MicroRNA 'signature' during estrogen-mediated mammary carcinogenesis and its reversal by ellagic acid intervention.

Dysregulated miRNA expression has been associated with the development and progression of cancers, including breast cancer. The role of estrogen (E2) in regulation of cell proliferation and breast carcinogenesis is well-known. Recent reports have associated several miRNAs with estrogen receptors in breast cancers. Investigation of the regulatory role of miRNAs is critical for understanding the effect of E2 in human breast cancer, as well as developing strategies for cancer chemoprevention. In the present study we used the well-established ACI rat model that develops mammary tumors upon E2 exposure and identified a 'signature' of 33 significantly modulated miRNAs during the process of mammary tumorigenesis. Several of these miRNAs were altered as early as 3 weeks after initial E2 treatment and their modulation persisted throughout the mammary carcinogenesis process, suggesting that these molecular changes are early events. Furthermore, ellagic acid, which inhibited E2-induced mammary tumorigenesis in our previous study, reversed the dysregulation of miR-375, miR-206, miR-182, miR-122, miR-127 and miR-183 detected with E2 treatment and modulated their target proteins (ERα, cyclin D1, RASD1, FoxO3a, FoxO1, cyclin G1, Bcl-w and Bcl-2).
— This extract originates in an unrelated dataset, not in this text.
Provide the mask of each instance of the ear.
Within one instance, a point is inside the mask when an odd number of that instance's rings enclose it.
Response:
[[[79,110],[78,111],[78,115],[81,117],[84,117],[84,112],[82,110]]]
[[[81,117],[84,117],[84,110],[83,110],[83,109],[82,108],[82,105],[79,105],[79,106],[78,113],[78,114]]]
This is the first systematic study examining the changes in miRNA expression associated with E2 treatment in ACI rats as early as 3 week until tumor time point. The effect of a chemopreventive agent, ellagic acid in reversing miRNAs modulated during E2-mediated mammary tumorigenesis is also established. These observations provide mechanistic insights into the new molecular events behind the chemopreventive action of ellagic acid and treatment of breast cancer.